RIASSUNTI FARMACOLOGIA
Per cominciare
La farmacologia studia i farmaci e le interazioni tra questi e gli organismi viventi. Per farmaco si intende
ogni sostanza capace di provocare in un organismo modificazioni funzionali mediante un’azione chimica o
fisica. Queste modificazioni possono essere sfruttate in modo positivo e portare a risultati utili in terapia o
possono invece produrre effetti negativi e tossici.
La farmacologia è vicinissima alla fisiologia, in quanto si occupa dei mezzi chimici che modificano le funzioni
fisiologiche, e legata alla patologia generale, in quanto capace di interpretare le cause chimiche che stanno
alla base delle variazioni patologiche.
La farmacodinamica studia i meccanismi d'azione dei farmaci e i vari effetti farmacologici sugli organismi
viventi. Effetto e azione di un farmaco sono due termini sui quali bisogna fare chiarezza. L'effetto del
farmaco è ciò che esso produce, invece, l'azione del farmaco è il meccanismo con il quale viene raggiunto
tale effetto. Per rendere il tutto più comprensibile facciamo un esempio: i farmaci antiipertensivi hanno
l'effetto di ridurre la pressione sanguigna, ma lo fanno con meccanismi d'azione diversi, con un
meccanismo di vasodilatazione dei vasi sanguigni o con una riduzione dell'attività cardiaca. Due farmaci
possono quindi essere entrambi antiipertensivi e produrre lo stesso effetto finale, ma avere azioni diverse
nell'agire contro l'ipertensione (uno interviene sulla dilatazione dei vasi, l'altro sulla riduzione del lavoro del
cuore).
Tutti i farmaci possono essere classificati in due categorie ASPECIFICI e SPECIFICI. I farmaci aspecifici sono
tutti quei medicinali che vanno un pò ovunque nel nostro organismo e non hanno dei particolari target. È il
caso di un blando antiacido, il bicarbonato di sodio, che può essere preso occasionalmente per alleviare il
bruciore di stomaco. Il sodio bicarbonato non ha un bersaglio particolare, ciò vuol dire che una volta
introdotto nel nostro corpo non va solo a modificare il pH gastrico, ma va anche a modificare il pH di tutti i
distretti del nostro organismo. Tutte le sostanze aspecifiche, per avere un effetto terapeutico, devono
raggiungere una determinata concentrazione nella zona da curare; questa concentrazione è garantita solo
se i dosaggi sono elevati, perché trattandosi di sostanze aspecifiche tendono a disperdersi in tutto il nostro
corpo. I medicinali specifici sono sostanze che una volta somministrate vanno ad agire e riconoscere un
particolare sito bersaglio, che può essere intra-‐ o extracellulare. I farmaci specifici hanno dosaggi ben
minori rispetto ai precedenti, perché vanno a localizzarsi su di un particolare bersaglio. Il sito d'azione è il
punto dove il farmaco deve espletare il suo effetto farmacologico. Il sito d'azione può essere un tessuto, un
organo o la cellula sulla quale il farmaco agisce. Questo sito d'azione viene chiamato
RECETTORE, che è una
proteina della cellula che riconosce il farmaco.

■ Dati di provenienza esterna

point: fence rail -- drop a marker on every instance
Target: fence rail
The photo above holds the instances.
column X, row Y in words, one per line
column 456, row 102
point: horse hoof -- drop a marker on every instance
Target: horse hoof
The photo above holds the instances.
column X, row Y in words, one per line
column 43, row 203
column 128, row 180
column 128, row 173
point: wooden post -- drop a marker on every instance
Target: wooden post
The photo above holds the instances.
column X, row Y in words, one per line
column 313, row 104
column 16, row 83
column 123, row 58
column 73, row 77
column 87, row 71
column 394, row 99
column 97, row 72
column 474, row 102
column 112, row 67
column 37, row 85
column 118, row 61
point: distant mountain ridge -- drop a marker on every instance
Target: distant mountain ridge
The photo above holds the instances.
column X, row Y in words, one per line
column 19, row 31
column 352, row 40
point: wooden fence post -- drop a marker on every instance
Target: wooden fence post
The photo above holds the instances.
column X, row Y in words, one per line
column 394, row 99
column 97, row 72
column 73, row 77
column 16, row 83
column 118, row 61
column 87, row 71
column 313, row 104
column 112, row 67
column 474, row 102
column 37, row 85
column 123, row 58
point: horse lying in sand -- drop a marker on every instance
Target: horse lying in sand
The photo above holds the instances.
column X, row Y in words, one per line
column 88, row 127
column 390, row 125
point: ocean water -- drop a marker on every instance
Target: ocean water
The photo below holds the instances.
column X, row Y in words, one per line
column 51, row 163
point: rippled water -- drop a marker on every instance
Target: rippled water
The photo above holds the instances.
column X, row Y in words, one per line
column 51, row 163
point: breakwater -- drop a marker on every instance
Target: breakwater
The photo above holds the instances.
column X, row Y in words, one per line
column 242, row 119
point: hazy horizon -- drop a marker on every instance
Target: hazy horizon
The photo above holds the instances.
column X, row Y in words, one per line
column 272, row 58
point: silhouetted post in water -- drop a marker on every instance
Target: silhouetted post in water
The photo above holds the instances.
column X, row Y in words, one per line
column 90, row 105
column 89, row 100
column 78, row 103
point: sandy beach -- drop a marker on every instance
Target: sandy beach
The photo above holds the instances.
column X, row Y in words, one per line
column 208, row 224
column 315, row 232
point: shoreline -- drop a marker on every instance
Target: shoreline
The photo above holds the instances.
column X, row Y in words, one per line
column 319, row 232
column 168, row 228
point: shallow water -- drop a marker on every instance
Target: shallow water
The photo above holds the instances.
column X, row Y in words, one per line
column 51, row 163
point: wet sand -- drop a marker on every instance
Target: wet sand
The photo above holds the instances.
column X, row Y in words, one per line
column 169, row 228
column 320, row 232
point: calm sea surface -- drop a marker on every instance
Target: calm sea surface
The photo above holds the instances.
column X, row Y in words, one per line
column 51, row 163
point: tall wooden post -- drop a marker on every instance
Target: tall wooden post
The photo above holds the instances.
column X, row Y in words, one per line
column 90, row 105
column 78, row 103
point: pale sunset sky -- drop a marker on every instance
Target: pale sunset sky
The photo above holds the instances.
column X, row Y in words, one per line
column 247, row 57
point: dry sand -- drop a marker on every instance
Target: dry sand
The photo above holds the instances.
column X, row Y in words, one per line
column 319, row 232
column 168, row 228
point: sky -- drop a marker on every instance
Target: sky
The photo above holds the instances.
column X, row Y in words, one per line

Una volta che il medicinale assunto si è legato al recettore, espleta la sua attività farmacologica con degli
effetti che possono essere classificati in effetti:
LOCALI: come per esempio l'anestetico lidocaina che ha effetto solo sul punto di applicazione.
SISTEMICI: come per esempio l'Aspirina che ha effetto a livello centrale.
REVERSIBILI: come per esempio i broncodilatatori, il cui effetto cessa quando il farmaco non interagisce più
con i recettori. Fintanto che il farmaco interagisce con i recettori c'è broncodilatazione, con conseguente
sollievo dall'attacco asmatico. L'effetto permane ed è reversibile fino a quando il farmaco è presente
nell'organismo. Il legame tra farmaco e sito d'azione si può scindere consentendone l'eliminazione.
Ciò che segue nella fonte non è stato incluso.